@smaragdus:Well, it's a bit of a digression, but I don't think I would disagree with much of what you say there. I mean, look at
The Royal Society's motto "Nullius in verba" - which is taken to mean
"take nobody's word for it" - yet it doesn't stop them from issuing edicts of "scientific" hypothetical dogma, signed apparently by lots of their members.
That would seem to be
3 (three!) logical fallacies right there:
- argumentum ad ignorantiam (forwarding a proposition without any certain proof).
- argumentum ad populum (appeal to the people/consensus, popular sentiment - appeal to the majority; appeal to loyalty).
- argumentum ad verecundiam (appeal to authority; conventional propriety).
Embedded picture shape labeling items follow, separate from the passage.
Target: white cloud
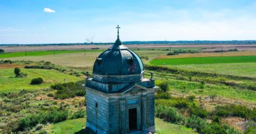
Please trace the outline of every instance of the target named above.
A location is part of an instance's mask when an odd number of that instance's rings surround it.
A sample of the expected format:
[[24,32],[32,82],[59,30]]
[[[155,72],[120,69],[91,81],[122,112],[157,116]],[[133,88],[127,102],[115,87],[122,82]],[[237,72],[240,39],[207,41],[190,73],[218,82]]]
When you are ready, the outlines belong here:
[[46,12],[49,12],[49,13],[55,12],[55,11],[54,11],[53,10],[50,9],[49,8],[44,8],[44,11]]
Fascism loves an appeal to the consensus. The German Population in 1939 was estimated as approx. 80,600,000 people (i.e., before they started killing off their Jewish citizens wholesale). Apparently the Germans were right behind their Führer to a man. One wonders:
They couldn't possibly all have been mistaken, could they?Regarding science, a bloke called Eisenhower nailed it in 1961:
In those notes, Haapala also writes (my emphasis):
In his farewell address to the Nation in 1961, President Eisenhower cautioned against the power of money from the government in influencing scientific research, and the “danger that public policy could itself become captive of a scientific-technological elite.” Andrew Montford has articulated how this danger comes about. Please see links under “Politicizing Scientific Organizations” and Article # 1.
.
-IainB
But I'm still curious as to what
@Tuxman might have been getting at re the 2 potentially "contrary truths" he seemed to be referring to.